In a metrizable TVS $E$ a point $x$ is an accumulation point of a sequence $S$ if and only if $S$ contains a subsequence which converges to $x$.

Question

Let $E$ be a metrizable space, that is, $E$ is a Hausdorff space and if there is a countable basis of neighborhoods of $0 \in E$ in E. I want to prove: a point $x \in E$ is a an accumulation point of a sequence $S:=(x_n)_{n \in\mathbb{N}} \subset E$ if and only if $S$ contains a subsequence which converges to $x$.

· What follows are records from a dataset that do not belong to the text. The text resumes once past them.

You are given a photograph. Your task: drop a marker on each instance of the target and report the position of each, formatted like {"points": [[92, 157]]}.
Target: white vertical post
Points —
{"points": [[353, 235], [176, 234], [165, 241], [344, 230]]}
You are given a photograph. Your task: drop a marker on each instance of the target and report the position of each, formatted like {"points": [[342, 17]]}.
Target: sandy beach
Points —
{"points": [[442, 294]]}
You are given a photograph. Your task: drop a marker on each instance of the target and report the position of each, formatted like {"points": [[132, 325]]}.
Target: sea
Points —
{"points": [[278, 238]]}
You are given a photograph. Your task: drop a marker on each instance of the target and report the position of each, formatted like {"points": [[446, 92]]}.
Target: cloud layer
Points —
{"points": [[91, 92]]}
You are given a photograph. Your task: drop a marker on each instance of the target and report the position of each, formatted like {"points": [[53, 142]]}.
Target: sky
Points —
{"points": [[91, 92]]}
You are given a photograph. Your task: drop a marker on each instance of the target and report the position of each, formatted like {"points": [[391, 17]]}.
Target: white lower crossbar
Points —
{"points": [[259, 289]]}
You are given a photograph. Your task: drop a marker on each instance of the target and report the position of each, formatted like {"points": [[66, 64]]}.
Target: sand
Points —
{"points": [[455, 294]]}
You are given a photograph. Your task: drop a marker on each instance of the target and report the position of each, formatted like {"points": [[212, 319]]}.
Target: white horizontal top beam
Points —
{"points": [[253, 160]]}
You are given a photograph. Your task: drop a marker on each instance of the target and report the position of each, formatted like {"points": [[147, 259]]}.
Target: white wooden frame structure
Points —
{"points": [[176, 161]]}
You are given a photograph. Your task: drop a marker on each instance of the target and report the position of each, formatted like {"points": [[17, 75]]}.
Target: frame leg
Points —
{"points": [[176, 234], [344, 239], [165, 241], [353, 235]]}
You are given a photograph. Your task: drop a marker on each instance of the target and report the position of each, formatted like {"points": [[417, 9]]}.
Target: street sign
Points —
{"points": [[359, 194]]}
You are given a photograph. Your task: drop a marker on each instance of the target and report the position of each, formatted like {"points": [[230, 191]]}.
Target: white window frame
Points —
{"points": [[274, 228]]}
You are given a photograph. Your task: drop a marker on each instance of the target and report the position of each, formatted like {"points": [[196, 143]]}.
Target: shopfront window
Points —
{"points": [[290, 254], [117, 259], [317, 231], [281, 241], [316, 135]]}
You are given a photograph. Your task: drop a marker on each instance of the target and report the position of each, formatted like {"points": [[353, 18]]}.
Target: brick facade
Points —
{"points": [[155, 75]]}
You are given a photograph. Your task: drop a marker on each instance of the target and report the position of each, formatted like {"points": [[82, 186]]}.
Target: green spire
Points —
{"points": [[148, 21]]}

I know that, if we consider the set, for each $n \in \mathbb{N}$, $$S_n:=\{x_n,x_{n+1},x_{n+2},\cdots\},$$ the the family $\mathcal{B}:=\{S_n \subset E\; ; \; n \in \mathbb{N}\}$ is a basis of the filter $$\mathcal{F}_S=\{A \subset E\; ; \; S_n \subset A, \text{for some}\: n \in \mathbb{N}\}.$$ In addition, the sequence $S$ has a accumulation point if $x \in E$, and only if, $x$ is a accumulation point of $\mathcal{F}_S$, where $x$ is accumulation point of $\mathcal{F}_S$ means that $x \in \overline{V}$, for all $V \in \mathcal{F}_S.$

From these facts, how do I proceed?

Answer 1

If $x$ is an accumulation point of $S$, then $B(x,\epsilon)\cap S_n\ne\varnothing$ for each $\epsilon>0$ and $n\in\Bbb N$. Let

$$k_1=\min\{k\in\Bbb N:x_k\in B(x,1)\cap S_1\}\;.$$

Suppose that we already have $k_1<\ldots<k_m$ such that $x_{k_i}\in B\left(x,\frac1i\right)\cap S_i$ for $i=1,\ldots,m$; then we can let

$$k_{m+1}=\min\left\{k\in\Bbb N:k>k_m\text{ and }x_k\in B\left(x,\frac1{m+1}\right)\cap S_{m+1}\right\}$$

and continue the recursive construction to get a strictly increasing sequence $\langle k_i:i\in\Bbb Z^+\rangle$ in $\Bbb N$ such that $x_{k_i}\in B\left(x,\frac1i\right)\cap S_i$ for each $i\in\Bbb Z^+$. Then $\langle x_{k_i}:i\in\Bbb Z^+\rangle$ is a subsequence of $S$ converging to $x$.

Answer 2

The vector spaces info is not needed: if $X$ is a first countable (topological) space and the sequence $(x_n)_n$ has an accumulation point $x$ then there is a subsequence of $(x_n)_n$ that converges to $x$.

We simply construct it by recursion: let $O_n, n \in \Bbb N$ be a countable local base for $x$. WLOG we can assume that $O_{n+1} \subseteq O_n$ for all $n$ (a decreasing local base, in metric spaces we just use $B(x, \frac{1}{n})$, e.g.).

As $x$ is an accumulation point of the sequence for each open neighbourhood $O$ of $x$ the set $N(O):= \{n: x_n \in O\}$ is infinite.

So let $n_1 = \min(N(O_1))$ and if we have constructed $n_1 < n_2 < \ldots < n_k$ such that $x_{n_i} \in O_i$ for all $ i \le k$, we note that $N(O_{k+1})$ is infinite and we pick an element in it that is $> n_k$. This preserves the increasingness of the indices and the fact that always $x_{n_i} \in O_i$.

Because we have a decreasing local base, it's easy to see that $(x_{n_k})_k \to x$.